Corporations as legal entities have a responsibility to make profit. If they don’t do so, officers are removed and replaced with ones that do. Your example is fallacious, as it involves loss prevention through waste, not externalized costs.

And none of it is relevant to the fact that real world corporations are destroying real world ecosystems to make fictional profits. Alternatives and ideas of how not to are frequently given and often commonly known. They are rejected in order to maximize profits. Nigeria is the perfect example. Shell repeatedly and willfully disregards safety measures to maximize profits. You know what has been the only truly successful thing that has slowed pollution (and cut into Shell’s profits)? MEND.

mattbrowne's avatar

Farming. And the situation gets worse because of the demand for first generation biofuels.

Nullo's avatar

@incendiary_dan That is precisely my point. Once presented with a way to increase profits and reduce waste (yes, I know that it’s a different case, I said as much in my last post – nevertheless, it illustrates how goals are tied to real-world effects, which was what we were talking about), they ran with it.
I don’t see why we can’t innovate the other corporations into friendlier positions in similar fashions.

toaster's avatar

What a day when there are freshwater pipelines traversing whole continents, but as commodities develop so does supply. Maybe thats why current predictions (yeah right) show world population capping and actually, profoundly, decreasing around the beginning of the next century. Seems a major restructuring is somewhat imminent. Wouldn’t we all be biotic hybrids at that point anyways? ..of course barring nuclear or biological holocaust, interstellar cataclysm, etc.

incendiary_dan's avatar

Thinking that any company within this system would willingly sacrifice profits for the environment and withhold from externalizing costs is ignorant of both history and physical reality.

Nullo's avatar

@incendiary_dan I know. That’s why you set it up so that they profit for their troubles.
It doesn’t even need to be financial gain. Sometimes a company will modify behaviors and policies in order to improve its image, typically in response to the concerns of the day.

mowens's avatar

@Nullo You cant have your cake and eat it too. You want nice weather? You get a water shortage. No sympathy.

incendiary_dan's avatar

Sorry for taking a while to respond, my computer done broke for a week and I was out in the woods most of the time anyway.

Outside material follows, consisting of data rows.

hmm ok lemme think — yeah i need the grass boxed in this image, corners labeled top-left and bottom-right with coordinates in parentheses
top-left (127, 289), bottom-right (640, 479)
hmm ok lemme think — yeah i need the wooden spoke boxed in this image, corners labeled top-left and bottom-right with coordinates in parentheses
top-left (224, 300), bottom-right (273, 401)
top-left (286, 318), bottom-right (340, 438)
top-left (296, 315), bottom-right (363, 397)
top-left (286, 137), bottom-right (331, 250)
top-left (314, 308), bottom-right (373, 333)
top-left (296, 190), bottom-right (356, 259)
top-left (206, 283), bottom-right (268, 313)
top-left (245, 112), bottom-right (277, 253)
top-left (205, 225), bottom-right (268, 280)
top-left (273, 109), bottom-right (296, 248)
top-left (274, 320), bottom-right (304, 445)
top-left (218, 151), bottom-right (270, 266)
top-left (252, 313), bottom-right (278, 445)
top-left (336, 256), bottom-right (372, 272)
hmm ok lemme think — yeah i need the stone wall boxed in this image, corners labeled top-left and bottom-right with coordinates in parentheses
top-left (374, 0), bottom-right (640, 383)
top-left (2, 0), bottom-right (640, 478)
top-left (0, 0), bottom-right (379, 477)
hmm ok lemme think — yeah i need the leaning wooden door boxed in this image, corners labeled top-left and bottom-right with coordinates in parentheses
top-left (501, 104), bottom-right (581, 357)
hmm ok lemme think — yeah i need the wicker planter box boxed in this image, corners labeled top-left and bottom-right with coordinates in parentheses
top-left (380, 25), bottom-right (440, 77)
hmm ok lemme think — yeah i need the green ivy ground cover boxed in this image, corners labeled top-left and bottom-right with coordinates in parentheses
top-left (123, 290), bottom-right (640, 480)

@Nullo The problem is that it’s not physically possible to have industrial production on a sustainable scale. All of industrialism, and even really many other predecessors involving mass organized production, is based on the concept of externalizing costs. Slavery is the original version of that, and not surprisingly slavery and evironmental degredation are historically linked. Trade based economies have always been right at the center of those relationships (as opposed to gift-based economies with supplementary trade).